Q: Am I entitled to California final paycheck waiting period penalties?
Last day of work was May 23 . We are paid twice a month, but my last day of work didn't fall exactly on the pay period date. A month later I realize that I only got paid my regular bimonthly pay and not for the extra 3 days. I reach out to someone in payroll around Jun 25th and they said they would contact the payroll provider to look into it. OVer 2 months of them ignoring me, so i threaten to file a complaint with the labor commissioner. Next day they email and said the payroll provider finally got back to them and they would send my pay asap.. this is around sept 16th. I don't receive the rest of my pay until their next paydate the end of september.
I know the labor code says if a "good faith dispute" exist the waiting period penalty doesn't apply. Shouldn't the timeclock start again after I inform them of the mistake or after a reasonable time for them to investigate? Does it matter that the amount in dispute was around $1k but the penalty would be close to $15k?
First, if you worked for a government employer, you do not have the protection of the California Labor Code so no Wait Time Penalties.
Next, you have to prove the employer willfully failed to pay your final wages in a timely manner. What is willful can sometimes be difficult to prove. And you will have the burden of proof.
The amount of money involved does not change the legal standards to be applied.

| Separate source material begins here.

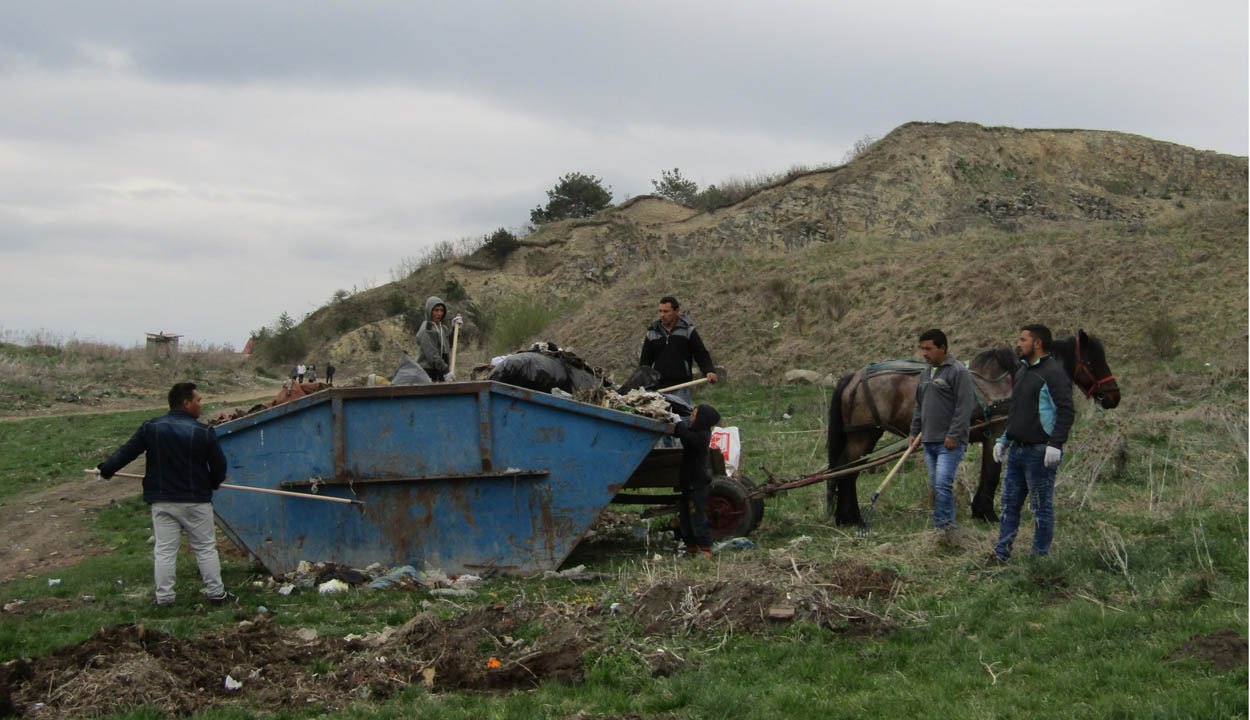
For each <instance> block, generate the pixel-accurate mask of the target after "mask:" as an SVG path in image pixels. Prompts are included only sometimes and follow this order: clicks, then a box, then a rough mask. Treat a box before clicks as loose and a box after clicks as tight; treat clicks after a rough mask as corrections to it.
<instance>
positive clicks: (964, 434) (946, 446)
mask: <svg viewBox="0 0 1250 720" xmlns="http://www.w3.org/2000/svg"><path fill="white" fill-rule="evenodd" d="M920 355H921V356H923V357H924V359H925V364H926V365H928V367H925V369H924V370H923V371H921V372H920V382H919V384H918V385H916V409H915V411H914V412H913V415H911V435H910V436H909V437H908V445H911V444H913V442H914V441H915V439H916V436H918V435H919V436H920V441H921V442H924V446H925V466H926V467H928V469H929V486H930V487H933V491H934V527H936V529H938V530H954V529H955V470H956V469H958V467H959V461H960V460H963V459H964V452H965V451H968V424H969V421H970V420H971V417H973V406H974V405H975V404H976V397H975V396H974V395H973V374H971V372H969V371H968V367H966V366H965V365H964V364H963V362H960V361H959V360H956V359H954V357H951V356H950V355H949V354H948V351H946V334H945V332H943V331H941V330H936V329H934V330H925V331H924V332H921V334H920Z"/></svg>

Based on the limited information provided in your post, it would seem you would have a decent chance of success. However, you need to share all relevant information with an employment law attorney to get an opinion that you can rely upon.
Good luck to you.
A: If you work for a private employer, you should be entitled to the max of 30 day's waiting time penalties. The employer at a duty to pay you all compensation earned within with 24 hours of termination and 72 hours of resignation. The employer also owes you 3 additional pays pay. The relative size of the wages owed to the ultimate penalty is the based on the strong policy of California that wages must be paid timely and the financial consequences of non-payment will hurt.